Knowing the specific heat capacity of substances allows scientists and engineers to design systems for heating and cooling that take advantage of these properties. It is especially useful for calculating how much energy is required to heat or cool objects or for understanding natural processes such as climate dynamics.

Heat of Vaporization

The heat of vaporization refers to the amount of energy required to convert a unit mass of liquid into a gas at a constant temperature. This property is vital in understanding how evaporation functions in cooling processes.
Heat of vaporization is often expressed in units like joules per kilogram \((J/kg)\). When sufficient energy is applied to a liquid, molecules overcome intermolecular forces and transition into a gaseous state. For water at body temperature, the heat of vaporization is \( 2.42 \times 10^6 \text{ J/kg} \).
In practical terms, this means that evaporating water requires a significant amount of energy, which is extracted from surroundings, such as the human body during sweating. As a warm-blooded organism uses this process to cool down, understanding the heat of vaporization becomes essential for evaluating how much water and energy are involved in bodily cooling mechanisms. Understanding these principles is key in designing artificial cooling systems that mimic natural processes.

Temperature Regulation

Temperature regulation is a crucial physiological process for maintaining a consistent internal environment in living organisms. This results in optimal functioning of metabolic processes. Mechanisms involved encompass a range of physiological and behavioral responses.
One of the primary methods of temperature control in humans is through thermoregulation. This involves sweating and subsequent evaporation to dissipate excess body heat.

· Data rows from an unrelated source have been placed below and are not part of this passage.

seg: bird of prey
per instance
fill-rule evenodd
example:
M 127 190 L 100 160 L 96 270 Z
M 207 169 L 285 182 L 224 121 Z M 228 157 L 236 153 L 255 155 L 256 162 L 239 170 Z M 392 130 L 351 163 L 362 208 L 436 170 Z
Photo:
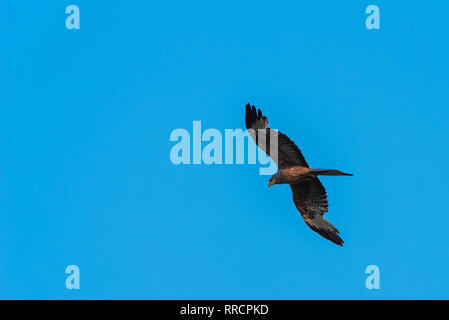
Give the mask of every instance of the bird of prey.
M 311 169 L 296 144 L 285 134 L 268 128 L 268 119 L 249 103 L 245 107 L 245 124 L 256 144 L 267 153 L 278 166 L 268 187 L 275 184 L 289 184 L 293 202 L 306 224 L 315 232 L 333 243 L 343 246 L 340 233 L 323 215 L 327 212 L 326 190 L 318 179 L 325 176 L 352 176 L 335 169 Z M 251 130 L 252 129 L 252 130 Z M 277 155 L 275 145 L 277 140 Z

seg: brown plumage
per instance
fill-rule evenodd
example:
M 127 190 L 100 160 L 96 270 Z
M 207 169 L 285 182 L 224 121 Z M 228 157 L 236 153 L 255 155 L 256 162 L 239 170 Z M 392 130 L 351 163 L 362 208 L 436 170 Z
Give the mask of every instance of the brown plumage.
M 296 144 L 285 134 L 268 128 L 267 117 L 260 109 L 256 110 L 249 103 L 246 105 L 245 124 L 256 144 L 278 166 L 278 172 L 270 178 L 268 186 L 289 184 L 293 202 L 306 224 L 324 238 L 343 246 L 337 228 L 323 217 L 328 211 L 327 195 L 317 176 L 352 176 L 352 174 L 335 169 L 311 169 Z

• Physiological thermoregulation utilizes the skin, blood flow, and sweating.
• Behaviorally, organisms may seek shade or alter activity levels.

Cooler blood from the skin is circulated back to the core, helping lower overall body temperature.
In engineering and design, principles of temperature regulation are utilized to develop systems like HVAC for controlled environments. By understanding how natural systems maintain homeostasis, better artificial systems can be engineered, leveraging the efficiency observed in biological organisms.